Rabu, 29 September 2021 | 00:43
COMMUNITY

PasarTasik Cideng Gelar Program Ayo Vaksin Berkolaborasi Polsek Gambir

PasarTasik Cideng Gelar Program Ayo Vaksin Berkolaborasi Polsek Gambir
Program Ayo Vaksin

ASKARA - Segenap pengelola Pasar Tasik Cideng yang berada dibawah naungan Koperasi Surya Alga Amanah (SAA) menekankan semua yang terlibat dalam berjalannya Pasar Tasik untuk wajib Vaksin. 

Tidak tanggung-tanggung, keseriusan tersebut ditunjukkan dalam satu program Ayo Vaksin yang berkolaborasi dengan Polsek Gambir. Dimana seluruh pengelola akan diarahkan untuk mengikuti vaksinasi di Polsek Gambir. 

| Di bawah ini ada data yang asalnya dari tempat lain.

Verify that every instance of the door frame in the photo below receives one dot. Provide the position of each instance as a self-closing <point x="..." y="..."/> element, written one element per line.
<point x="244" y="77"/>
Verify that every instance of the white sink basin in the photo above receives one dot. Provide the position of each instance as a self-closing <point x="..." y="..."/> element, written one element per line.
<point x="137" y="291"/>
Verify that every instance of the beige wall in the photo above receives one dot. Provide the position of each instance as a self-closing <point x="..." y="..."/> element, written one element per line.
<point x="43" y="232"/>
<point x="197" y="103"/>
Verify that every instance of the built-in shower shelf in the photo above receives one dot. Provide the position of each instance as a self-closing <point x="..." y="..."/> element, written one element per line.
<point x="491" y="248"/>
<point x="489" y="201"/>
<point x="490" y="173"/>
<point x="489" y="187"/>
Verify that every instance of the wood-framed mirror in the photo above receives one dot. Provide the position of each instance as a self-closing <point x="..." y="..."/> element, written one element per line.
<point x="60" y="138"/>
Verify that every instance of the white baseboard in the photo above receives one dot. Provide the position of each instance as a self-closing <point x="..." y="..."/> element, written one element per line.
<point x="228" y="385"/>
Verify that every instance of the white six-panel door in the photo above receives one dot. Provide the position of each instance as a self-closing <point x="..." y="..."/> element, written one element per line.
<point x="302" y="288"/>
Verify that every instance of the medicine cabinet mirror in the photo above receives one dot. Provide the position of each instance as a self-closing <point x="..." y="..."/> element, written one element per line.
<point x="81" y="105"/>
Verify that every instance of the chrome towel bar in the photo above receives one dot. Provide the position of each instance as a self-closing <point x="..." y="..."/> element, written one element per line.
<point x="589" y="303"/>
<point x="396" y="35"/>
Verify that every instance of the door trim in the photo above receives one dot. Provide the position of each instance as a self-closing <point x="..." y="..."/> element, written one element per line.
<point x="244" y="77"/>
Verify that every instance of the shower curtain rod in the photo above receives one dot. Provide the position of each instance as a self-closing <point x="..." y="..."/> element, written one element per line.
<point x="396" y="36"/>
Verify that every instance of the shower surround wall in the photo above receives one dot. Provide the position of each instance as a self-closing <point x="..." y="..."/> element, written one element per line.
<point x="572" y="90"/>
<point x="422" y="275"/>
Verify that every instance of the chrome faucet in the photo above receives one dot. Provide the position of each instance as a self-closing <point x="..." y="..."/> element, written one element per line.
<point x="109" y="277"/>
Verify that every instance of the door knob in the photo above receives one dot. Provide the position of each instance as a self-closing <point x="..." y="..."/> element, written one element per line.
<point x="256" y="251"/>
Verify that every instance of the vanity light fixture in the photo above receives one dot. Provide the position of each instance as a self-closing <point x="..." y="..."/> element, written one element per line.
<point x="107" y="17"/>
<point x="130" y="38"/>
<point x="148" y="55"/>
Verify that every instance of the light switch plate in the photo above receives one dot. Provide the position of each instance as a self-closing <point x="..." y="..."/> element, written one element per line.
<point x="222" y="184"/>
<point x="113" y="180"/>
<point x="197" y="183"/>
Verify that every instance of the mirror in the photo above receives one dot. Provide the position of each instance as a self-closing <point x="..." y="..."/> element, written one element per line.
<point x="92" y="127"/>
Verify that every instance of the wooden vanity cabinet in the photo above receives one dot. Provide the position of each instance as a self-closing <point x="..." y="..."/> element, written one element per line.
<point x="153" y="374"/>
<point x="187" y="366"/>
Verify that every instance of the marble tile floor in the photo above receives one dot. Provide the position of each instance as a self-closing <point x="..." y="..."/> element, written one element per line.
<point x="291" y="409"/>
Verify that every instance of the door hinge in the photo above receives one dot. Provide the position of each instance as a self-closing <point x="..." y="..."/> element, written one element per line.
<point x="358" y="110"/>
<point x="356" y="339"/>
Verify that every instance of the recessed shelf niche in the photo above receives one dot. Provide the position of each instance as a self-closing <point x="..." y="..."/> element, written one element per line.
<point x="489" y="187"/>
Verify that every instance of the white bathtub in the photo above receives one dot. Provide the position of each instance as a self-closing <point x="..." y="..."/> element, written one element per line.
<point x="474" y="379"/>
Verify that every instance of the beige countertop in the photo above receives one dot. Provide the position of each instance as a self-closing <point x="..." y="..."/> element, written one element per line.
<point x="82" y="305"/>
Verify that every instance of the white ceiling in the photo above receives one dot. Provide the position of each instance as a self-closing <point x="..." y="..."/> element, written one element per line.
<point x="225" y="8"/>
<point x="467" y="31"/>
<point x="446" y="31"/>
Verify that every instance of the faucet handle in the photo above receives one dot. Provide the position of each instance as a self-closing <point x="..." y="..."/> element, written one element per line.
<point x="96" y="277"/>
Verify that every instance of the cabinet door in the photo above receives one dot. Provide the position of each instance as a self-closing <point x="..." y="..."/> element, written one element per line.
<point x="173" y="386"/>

Selain penekanam terhadap vaksinasi, Ketua SAA, H. Heru Nuryaman mengatakan bahwa pihaknya juga tidak henti-henti mengingatkan terkait pentingnya mematuhi Protokol Kesehatan (Prokes). 

"Kami inginkan semua Anggota SAA dalam tugas Tata Kelola pasar Tasik harus divaksin dan menjadi kewajiban demi menjaga kesehatan bersama," kata Heru saat memantau jalannya vaksinasi di Polsek Gambir, Jumat (23/7/21). 

Heru juga menyampaikan bahwa vaksinasi juga bukan hanya menciptakan imun untuk diri sendiri, tapi juga untuk menyelamatkan orang lain. 

"Agar mengurangi resiko tertular dan menularkan, terlebih kondisi saat ini ditengah wabah varian baru," ujarnya. 

Terkait kegiatan Ayo Vaksin tersebut, Heru sangat mengapresiasi Kapolsek Gambir bersama jajaran atas kerjasama dalam menjalankan program tersebut. 

Sementara H. Wahyudi salah satu koordinator UMKM Pasar Tasik Cideng menjelaskan bahwa untuk saat ini total anggota SAA yang mengikuti vaksinasi sebanyak 23 orang. 

"Anggota SAA ikuti vaksin sebanyak 23 orang pada tahap I yang berlangsung hari ini dan untuk vaksin tahap II pada hari senen mendatang untuk 20 orang kedepan," paparnya. 

Ini untuk membuktikan bahwa mari sadar vaksin dalam mendukung pemerintah kota Jakarta Pusat dalam target vaksin Nasional, sehingga kegiatan usaha kecil menengah bagi warga bisa dimulai lagi seiring angka pandemi dan kematian covid-19 yang kelak semakin bisa ditekan atas kesadaran semua pihak dengan prokes ketat," tutup Yudi.